No performance difference between original BF16 and Q4_0 quantized GGUF models

Question

No performance difference between original BF16 and Q4_0 quantized GGUF models

Opened this issue 2 months ago · 3 comments

The original 23.8 GB flux1-dev model runs at around the same speed as the 6.8 GB Q4_0 quant that should fit completely into my 12 GB of vram.

This is my workflow:
workflow.json

My GPU is a rx 6700xt and I'm using rocm on Ubuntu, so far without any problems.

I hope someone can help me or at least explain why this is happening.
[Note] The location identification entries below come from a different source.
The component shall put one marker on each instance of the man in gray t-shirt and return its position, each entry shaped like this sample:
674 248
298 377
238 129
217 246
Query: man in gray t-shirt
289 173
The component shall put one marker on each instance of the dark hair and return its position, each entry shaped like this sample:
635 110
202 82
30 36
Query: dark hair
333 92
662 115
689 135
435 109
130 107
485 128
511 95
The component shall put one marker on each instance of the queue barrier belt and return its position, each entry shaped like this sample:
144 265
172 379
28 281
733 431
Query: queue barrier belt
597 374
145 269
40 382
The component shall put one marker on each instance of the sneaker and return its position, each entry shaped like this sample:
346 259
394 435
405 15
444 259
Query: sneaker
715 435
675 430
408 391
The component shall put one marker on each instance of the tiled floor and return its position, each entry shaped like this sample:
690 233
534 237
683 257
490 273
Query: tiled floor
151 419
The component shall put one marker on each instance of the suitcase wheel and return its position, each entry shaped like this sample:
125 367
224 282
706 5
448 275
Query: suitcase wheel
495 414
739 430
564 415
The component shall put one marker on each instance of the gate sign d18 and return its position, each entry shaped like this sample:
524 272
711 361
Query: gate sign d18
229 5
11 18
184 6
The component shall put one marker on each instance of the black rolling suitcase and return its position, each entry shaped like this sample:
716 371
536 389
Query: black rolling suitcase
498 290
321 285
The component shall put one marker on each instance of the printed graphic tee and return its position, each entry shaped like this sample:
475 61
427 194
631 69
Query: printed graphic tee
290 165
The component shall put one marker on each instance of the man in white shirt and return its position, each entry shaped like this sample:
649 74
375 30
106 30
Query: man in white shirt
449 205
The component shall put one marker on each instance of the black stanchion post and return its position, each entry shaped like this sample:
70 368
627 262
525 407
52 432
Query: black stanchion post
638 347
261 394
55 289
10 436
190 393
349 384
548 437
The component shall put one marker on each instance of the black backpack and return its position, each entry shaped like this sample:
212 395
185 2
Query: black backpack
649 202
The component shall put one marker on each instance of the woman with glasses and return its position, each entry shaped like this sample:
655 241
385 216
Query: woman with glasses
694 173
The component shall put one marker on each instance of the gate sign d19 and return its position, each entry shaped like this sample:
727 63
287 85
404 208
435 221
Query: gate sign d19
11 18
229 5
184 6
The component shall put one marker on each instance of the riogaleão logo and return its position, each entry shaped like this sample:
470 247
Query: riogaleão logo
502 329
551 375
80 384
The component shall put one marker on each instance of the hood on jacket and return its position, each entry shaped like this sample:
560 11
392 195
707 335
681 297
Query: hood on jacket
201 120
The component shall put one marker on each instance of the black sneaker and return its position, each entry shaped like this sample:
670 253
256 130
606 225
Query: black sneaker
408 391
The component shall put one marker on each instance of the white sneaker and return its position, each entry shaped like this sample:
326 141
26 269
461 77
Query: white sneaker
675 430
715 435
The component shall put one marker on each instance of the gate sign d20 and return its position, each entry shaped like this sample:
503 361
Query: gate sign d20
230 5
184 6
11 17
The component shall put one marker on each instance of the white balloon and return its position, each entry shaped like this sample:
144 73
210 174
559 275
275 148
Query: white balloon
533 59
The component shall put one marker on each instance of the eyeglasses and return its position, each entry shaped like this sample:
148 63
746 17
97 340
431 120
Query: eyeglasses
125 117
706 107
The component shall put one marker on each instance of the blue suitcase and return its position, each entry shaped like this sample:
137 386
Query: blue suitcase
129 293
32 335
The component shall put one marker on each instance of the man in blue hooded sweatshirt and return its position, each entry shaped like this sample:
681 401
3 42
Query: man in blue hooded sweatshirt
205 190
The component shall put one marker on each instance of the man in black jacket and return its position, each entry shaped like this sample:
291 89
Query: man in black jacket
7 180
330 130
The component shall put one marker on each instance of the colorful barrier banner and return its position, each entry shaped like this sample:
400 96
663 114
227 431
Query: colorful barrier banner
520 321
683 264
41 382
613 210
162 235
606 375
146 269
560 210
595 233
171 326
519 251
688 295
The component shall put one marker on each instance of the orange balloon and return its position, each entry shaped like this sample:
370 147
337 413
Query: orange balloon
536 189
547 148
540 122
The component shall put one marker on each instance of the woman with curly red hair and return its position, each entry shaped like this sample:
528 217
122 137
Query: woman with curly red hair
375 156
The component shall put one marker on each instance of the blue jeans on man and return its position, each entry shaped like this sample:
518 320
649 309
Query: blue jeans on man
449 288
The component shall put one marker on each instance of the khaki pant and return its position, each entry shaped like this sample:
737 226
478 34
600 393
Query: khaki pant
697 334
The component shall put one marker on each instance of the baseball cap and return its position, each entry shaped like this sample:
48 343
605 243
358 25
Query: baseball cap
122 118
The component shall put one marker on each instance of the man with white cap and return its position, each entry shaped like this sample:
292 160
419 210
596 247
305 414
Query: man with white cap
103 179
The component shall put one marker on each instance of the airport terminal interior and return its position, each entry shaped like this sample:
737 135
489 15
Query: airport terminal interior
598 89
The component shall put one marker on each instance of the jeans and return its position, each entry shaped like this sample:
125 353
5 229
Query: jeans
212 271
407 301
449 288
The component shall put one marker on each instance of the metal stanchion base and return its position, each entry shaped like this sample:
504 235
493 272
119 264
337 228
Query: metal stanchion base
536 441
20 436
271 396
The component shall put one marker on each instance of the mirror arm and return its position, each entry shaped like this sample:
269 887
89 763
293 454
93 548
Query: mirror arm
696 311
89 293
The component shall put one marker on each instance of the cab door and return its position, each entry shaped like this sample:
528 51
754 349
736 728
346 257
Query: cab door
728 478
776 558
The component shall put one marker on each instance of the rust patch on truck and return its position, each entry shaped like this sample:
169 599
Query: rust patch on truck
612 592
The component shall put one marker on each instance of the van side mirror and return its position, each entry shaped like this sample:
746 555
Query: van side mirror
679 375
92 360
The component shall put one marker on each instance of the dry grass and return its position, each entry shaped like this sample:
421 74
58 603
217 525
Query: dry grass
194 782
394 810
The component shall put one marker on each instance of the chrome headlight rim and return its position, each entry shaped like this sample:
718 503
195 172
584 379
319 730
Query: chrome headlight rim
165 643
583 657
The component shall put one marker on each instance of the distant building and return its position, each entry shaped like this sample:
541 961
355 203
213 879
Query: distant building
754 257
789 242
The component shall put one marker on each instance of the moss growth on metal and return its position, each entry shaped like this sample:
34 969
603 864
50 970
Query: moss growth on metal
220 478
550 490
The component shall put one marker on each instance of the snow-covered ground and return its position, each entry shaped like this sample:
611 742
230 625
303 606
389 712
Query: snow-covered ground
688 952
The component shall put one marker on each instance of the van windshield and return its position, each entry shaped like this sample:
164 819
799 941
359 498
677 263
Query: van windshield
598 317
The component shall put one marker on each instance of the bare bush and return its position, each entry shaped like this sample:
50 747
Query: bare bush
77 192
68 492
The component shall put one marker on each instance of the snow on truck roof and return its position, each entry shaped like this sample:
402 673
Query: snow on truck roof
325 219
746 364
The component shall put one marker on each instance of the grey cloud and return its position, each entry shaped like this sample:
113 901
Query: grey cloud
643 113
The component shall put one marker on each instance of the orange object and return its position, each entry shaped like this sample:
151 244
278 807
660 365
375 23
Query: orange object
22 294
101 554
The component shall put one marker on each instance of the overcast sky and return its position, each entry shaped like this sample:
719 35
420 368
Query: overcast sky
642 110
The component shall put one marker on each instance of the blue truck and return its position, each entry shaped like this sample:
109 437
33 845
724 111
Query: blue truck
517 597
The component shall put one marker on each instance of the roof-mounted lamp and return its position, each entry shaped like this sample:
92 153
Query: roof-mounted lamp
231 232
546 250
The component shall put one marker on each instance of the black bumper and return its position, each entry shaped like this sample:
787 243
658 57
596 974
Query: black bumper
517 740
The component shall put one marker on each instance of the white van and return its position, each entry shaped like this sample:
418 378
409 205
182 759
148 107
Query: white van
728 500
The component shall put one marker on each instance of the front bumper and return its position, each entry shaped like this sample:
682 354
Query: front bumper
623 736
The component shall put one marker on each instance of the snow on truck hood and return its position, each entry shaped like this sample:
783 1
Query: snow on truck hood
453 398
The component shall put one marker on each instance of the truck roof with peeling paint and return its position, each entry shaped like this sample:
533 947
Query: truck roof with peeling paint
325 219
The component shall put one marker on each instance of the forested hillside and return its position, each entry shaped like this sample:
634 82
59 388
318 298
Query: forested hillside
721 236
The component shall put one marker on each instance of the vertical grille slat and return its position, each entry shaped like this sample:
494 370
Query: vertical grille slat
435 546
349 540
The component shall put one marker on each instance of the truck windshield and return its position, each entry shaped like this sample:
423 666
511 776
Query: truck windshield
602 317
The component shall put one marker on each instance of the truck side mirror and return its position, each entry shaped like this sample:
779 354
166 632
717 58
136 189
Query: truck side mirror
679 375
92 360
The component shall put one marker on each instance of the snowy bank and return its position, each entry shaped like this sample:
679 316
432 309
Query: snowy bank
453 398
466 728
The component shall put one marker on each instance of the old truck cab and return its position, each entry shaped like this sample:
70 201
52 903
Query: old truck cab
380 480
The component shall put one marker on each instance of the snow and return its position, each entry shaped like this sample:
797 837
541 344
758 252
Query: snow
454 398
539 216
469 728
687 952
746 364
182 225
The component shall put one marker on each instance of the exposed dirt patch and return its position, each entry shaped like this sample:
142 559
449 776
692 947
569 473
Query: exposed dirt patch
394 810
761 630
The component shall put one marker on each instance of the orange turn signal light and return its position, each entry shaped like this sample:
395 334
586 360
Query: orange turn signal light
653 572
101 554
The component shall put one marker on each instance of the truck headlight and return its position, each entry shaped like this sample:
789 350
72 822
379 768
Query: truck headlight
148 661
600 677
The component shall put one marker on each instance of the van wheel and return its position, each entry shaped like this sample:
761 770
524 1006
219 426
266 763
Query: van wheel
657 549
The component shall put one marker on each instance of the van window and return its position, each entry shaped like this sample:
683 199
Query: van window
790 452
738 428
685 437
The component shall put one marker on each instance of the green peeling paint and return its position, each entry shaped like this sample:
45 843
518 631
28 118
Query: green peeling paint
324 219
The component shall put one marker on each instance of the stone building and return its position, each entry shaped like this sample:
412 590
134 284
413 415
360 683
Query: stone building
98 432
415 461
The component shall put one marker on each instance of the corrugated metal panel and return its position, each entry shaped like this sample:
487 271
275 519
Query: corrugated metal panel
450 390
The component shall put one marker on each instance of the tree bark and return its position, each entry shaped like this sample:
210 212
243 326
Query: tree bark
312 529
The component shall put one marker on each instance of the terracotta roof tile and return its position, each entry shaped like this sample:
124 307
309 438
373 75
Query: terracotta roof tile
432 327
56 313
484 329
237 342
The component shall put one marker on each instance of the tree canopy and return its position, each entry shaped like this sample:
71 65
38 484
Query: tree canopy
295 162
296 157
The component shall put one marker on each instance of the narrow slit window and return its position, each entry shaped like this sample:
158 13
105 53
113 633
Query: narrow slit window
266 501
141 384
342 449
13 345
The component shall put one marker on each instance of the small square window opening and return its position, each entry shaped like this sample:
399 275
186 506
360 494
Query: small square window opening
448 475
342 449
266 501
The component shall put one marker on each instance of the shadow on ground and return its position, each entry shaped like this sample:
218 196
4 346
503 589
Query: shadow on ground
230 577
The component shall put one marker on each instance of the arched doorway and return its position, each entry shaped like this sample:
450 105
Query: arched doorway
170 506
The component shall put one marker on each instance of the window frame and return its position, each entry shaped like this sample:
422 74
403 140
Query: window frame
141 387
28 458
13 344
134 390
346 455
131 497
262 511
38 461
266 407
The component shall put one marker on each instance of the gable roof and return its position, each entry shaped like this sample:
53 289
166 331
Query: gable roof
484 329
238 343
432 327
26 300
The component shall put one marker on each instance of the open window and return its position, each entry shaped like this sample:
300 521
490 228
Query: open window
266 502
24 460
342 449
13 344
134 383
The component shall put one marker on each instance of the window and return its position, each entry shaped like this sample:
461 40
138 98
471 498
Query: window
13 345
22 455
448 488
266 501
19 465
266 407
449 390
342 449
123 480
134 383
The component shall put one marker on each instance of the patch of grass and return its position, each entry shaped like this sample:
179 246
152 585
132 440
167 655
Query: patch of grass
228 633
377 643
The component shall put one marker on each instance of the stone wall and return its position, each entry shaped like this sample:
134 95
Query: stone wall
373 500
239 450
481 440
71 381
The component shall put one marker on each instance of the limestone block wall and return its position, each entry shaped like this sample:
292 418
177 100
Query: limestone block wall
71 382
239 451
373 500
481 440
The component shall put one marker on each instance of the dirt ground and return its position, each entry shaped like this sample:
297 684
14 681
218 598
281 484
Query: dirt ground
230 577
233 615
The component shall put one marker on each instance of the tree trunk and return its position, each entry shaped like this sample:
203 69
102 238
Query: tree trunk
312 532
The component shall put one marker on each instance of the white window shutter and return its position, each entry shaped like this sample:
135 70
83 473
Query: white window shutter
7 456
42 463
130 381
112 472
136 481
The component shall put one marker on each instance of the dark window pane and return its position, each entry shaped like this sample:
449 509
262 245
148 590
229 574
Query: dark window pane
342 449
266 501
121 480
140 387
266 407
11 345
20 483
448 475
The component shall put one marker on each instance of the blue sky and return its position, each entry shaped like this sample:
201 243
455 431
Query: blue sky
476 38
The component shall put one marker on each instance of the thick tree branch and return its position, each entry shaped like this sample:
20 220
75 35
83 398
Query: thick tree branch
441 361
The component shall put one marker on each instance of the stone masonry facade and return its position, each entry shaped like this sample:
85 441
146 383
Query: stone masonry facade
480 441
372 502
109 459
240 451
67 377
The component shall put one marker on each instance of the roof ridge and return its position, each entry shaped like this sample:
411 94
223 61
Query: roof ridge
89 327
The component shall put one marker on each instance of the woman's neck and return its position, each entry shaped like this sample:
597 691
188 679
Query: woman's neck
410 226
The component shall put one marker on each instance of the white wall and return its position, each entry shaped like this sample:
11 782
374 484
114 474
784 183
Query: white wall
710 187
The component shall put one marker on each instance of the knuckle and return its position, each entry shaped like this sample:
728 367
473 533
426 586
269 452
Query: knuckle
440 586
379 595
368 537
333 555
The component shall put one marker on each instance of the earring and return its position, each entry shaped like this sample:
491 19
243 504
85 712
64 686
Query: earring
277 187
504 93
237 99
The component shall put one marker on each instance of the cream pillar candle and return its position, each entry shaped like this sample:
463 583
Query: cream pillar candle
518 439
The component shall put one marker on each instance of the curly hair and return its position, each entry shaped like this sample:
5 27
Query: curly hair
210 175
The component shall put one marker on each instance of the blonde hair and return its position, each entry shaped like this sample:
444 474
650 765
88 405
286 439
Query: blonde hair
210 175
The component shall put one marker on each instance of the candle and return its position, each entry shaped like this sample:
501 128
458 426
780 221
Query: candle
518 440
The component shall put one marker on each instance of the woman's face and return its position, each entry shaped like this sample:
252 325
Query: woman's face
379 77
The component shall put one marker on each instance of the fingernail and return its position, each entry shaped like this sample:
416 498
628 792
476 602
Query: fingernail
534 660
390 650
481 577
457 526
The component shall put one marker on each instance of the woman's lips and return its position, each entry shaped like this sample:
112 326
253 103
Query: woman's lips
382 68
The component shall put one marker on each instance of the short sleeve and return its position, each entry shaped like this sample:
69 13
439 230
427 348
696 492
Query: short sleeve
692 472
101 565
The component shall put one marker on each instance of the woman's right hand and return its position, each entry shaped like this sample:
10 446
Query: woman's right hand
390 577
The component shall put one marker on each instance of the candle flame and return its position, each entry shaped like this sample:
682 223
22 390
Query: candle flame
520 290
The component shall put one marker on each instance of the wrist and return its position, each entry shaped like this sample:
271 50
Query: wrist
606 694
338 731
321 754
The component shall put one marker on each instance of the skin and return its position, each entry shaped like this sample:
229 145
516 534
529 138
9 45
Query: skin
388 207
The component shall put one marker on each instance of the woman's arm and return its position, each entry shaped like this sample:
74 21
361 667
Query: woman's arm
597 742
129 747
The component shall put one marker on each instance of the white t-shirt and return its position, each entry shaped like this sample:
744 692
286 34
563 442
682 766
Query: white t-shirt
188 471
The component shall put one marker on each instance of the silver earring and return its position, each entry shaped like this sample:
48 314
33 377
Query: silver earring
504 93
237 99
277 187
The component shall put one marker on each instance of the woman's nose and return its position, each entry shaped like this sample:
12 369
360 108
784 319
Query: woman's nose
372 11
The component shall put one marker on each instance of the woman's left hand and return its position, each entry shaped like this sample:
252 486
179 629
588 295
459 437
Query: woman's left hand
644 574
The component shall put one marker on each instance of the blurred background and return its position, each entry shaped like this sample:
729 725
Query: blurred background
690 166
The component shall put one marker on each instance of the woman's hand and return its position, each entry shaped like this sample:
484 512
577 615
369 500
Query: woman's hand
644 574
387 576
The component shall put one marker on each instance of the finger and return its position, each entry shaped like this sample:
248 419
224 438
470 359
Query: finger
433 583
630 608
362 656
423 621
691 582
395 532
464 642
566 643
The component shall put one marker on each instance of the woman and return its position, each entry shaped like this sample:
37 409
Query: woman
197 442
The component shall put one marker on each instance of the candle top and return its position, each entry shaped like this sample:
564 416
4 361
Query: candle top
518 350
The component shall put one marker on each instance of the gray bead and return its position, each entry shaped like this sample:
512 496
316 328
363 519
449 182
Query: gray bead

Answer 1 · 2024-11-08T20:57:59.000Z

"should fit completely into my 12 GB of vram."

Well is it fitting into your Vram? have you checked with task manager while generating?
A Q4_0 GGUF model is still over 11GB and you will need to force the T5 Text encoder to run on the CPU to save Vram and also not have lots of internet tabs etc open to be able to fit it all into Vram.

Answer 2 · 2024-11-12T10:00:21.000Z

Q4_0 has 6.8 GB as I stated in my post. Text encoder is on cpu using force clip device.

Answer 3 · 2024-12-08T08:52:20.000Z

I have the same performance issues even when the model fits entirely in VRAM. The task manager graph shows that the CUDA cores are not fully utilized during generation.